Free will as an Emergent Property
“What does free will mean? It means using the hard-won knowledge accumulated by your past self to guide action in the present moment in the service of your future self. If you’re not doing that, you’re not doing you.”
“Life itself entails a causal insulation from the rest of the world. Living organisms accumulate causal power over evolution and over their individual lifetimes. And we, like other animals, have a set of neural resources designed specifically to allow us to select our actions in the service of our goals; that is, to act for our own reasons.”
On the Nature of Decision-Making:
“Exercising free will requires an open-ended ability for individuals to learn, to create new goals further and further removed from the ultimate imperatives of survival, to plan over longer timeframes, to simulate the outcomes of possible actions and internally evaluate them before acting, to decouple cognition from action, and ultimately to inspect their own reasons and subject them to metacognitive scrutiny.”

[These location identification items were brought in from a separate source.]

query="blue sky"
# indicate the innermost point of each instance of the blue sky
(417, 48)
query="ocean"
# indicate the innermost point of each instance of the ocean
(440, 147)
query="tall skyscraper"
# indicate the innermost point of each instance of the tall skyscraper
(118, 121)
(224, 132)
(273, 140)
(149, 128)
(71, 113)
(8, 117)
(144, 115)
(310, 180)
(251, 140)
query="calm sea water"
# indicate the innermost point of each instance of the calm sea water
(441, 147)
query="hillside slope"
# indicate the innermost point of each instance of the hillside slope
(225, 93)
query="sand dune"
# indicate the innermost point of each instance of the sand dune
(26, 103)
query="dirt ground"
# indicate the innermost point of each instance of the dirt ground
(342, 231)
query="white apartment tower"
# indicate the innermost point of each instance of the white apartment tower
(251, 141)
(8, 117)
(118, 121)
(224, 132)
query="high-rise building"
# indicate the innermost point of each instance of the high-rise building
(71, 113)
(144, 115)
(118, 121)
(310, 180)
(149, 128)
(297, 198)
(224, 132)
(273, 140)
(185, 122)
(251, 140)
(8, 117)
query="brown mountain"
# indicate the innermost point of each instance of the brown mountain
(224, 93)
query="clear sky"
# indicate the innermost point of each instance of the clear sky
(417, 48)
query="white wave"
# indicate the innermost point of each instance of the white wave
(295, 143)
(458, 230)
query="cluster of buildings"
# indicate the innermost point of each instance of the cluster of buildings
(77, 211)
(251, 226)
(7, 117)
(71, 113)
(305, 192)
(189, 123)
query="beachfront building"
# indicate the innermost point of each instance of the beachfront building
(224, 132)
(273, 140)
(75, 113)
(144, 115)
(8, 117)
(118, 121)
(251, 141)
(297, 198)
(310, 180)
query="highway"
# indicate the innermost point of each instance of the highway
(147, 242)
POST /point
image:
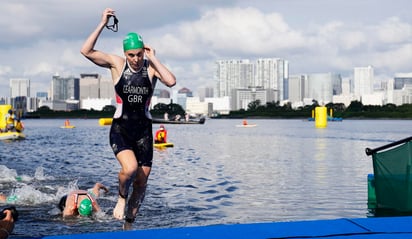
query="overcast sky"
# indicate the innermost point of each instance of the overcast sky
(43, 37)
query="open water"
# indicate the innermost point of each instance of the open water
(217, 173)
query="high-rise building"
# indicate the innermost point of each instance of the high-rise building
(233, 74)
(363, 78)
(296, 88)
(400, 80)
(89, 86)
(273, 73)
(65, 88)
(323, 86)
(19, 87)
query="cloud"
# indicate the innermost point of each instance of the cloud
(43, 37)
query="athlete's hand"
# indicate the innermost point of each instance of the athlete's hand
(150, 52)
(107, 13)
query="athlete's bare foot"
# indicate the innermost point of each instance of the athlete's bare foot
(118, 211)
(127, 226)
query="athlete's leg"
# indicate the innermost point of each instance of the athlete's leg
(127, 174)
(137, 196)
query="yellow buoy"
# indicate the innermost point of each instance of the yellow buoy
(105, 121)
(321, 117)
(3, 112)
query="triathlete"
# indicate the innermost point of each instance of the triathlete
(131, 139)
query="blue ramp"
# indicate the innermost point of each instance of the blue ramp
(363, 228)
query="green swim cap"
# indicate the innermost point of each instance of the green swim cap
(85, 207)
(132, 41)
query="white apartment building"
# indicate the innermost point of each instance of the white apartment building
(19, 87)
(363, 78)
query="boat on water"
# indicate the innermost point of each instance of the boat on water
(12, 135)
(246, 125)
(201, 120)
(389, 187)
(67, 126)
(163, 145)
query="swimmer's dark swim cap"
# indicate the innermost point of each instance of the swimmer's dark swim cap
(132, 41)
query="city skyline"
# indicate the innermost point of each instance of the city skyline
(314, 36)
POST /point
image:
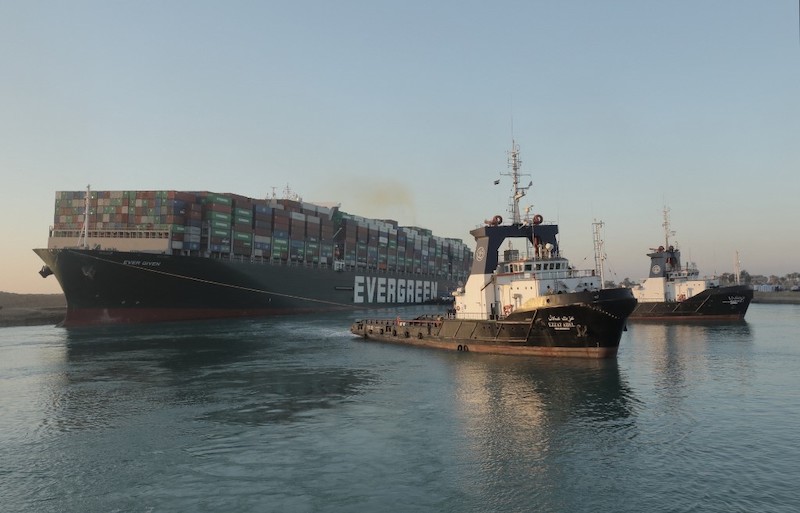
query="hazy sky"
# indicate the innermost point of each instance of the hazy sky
(406, 109)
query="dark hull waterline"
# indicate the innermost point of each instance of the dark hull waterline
(585, 325)
(722, 303)
(110, 287)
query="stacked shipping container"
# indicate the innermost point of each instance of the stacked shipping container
(207, 223)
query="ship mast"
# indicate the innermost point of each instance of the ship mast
(737, 267)
(599, 254)
(518, 192)
(667, 231)
(83, 239)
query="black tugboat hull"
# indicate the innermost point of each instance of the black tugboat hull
(585, 325)
(722, 303)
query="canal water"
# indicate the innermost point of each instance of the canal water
(294, 414)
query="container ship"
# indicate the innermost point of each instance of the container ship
(530, 301)
(675, 291)
(149, 256)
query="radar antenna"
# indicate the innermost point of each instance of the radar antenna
(667, 231)
(518, 192)
(599, 252)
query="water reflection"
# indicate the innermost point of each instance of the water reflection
(227, 372)
(518, 413)
(682, 358)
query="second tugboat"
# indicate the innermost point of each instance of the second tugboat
(674, 291)
(536, 305)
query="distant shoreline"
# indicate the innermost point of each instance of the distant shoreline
(43, 309)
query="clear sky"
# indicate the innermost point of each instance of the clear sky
(406, 109)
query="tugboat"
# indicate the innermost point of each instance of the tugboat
(533, 305)
(674, 291)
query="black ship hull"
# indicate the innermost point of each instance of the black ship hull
(721, 303)
(113, 287)
(582, 324)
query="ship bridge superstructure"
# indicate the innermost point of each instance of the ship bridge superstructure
(499, 285)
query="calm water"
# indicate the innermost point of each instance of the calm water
(295, 414)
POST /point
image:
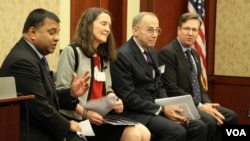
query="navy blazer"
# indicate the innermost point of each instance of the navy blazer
(45, 122)
(177, 77)
(134, 84)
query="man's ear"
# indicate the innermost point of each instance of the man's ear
(32, 32)
(135, 31)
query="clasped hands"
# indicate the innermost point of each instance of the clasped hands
(211, 108)
(79, 85)
(176, 114)
(96, 118)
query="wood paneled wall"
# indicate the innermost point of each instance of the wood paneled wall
(231, 92)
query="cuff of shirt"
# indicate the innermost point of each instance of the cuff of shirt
(199, 105)
(158, 111)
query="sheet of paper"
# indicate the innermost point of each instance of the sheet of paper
(185, 102)
(118, 120)
(86, 128)
(101, 105)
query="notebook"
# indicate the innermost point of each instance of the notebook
(7, 87)
(184, 101)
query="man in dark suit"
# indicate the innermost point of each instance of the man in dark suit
(136, 80)
(177, 78)
(40, 119)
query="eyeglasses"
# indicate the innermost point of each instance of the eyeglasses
(152, 30)
(188, 29)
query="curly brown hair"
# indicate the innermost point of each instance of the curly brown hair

“Organisms have developed numerous mechanisms to directly harness the underlying randomness in neural activity. It can be drawn on to resolve an impasse in decision-making, to increase exploratory behavior, or to allow novel ideas to be considered when planning the next action.”
On Meaning and Complexity:
“The brain doesn’t run on spikes but on patterns. The way in which system activity evolves through time is driven by what those patterns mean. That meaning is grounded in the history of interactions of the organism with its environment.”
“It’s not a machine computing inputs to produce outputs. It’s an integrated self deciding what to do, based on its own reasons.”
“Living organisms do things, for reasons, as causal agents in their own right. They are driven not by energy but by information. And the meaning of that information is embodied in the structure of the system itself, based on its history.”
Conclusion and Open Question
Our brains and behavior do not appear to be fully deterministic. Instead, it seems that free will emerges from the complex interplay of physical processes, randomness, and meaning-making within our brains, allowing us to act in alignment with our goals and sense of self.
This view suggests that free will is compatible with the constraints of physics, offering a scientific foundation for the sense of agency and purpose we experience.
In spite of the seeming clarity and understanding of free will there are of course many open questions:
- The Hard Problem of Consciousness — How exactly do complex neural systems give rise to subjective experiences and the sense of self?
- The Role of Randomness — While randomness seems to enable flexibility and even creativity, how does the brain integrate randomness or neural noise into meaningful goal-directed decision-making without becoming chaotic?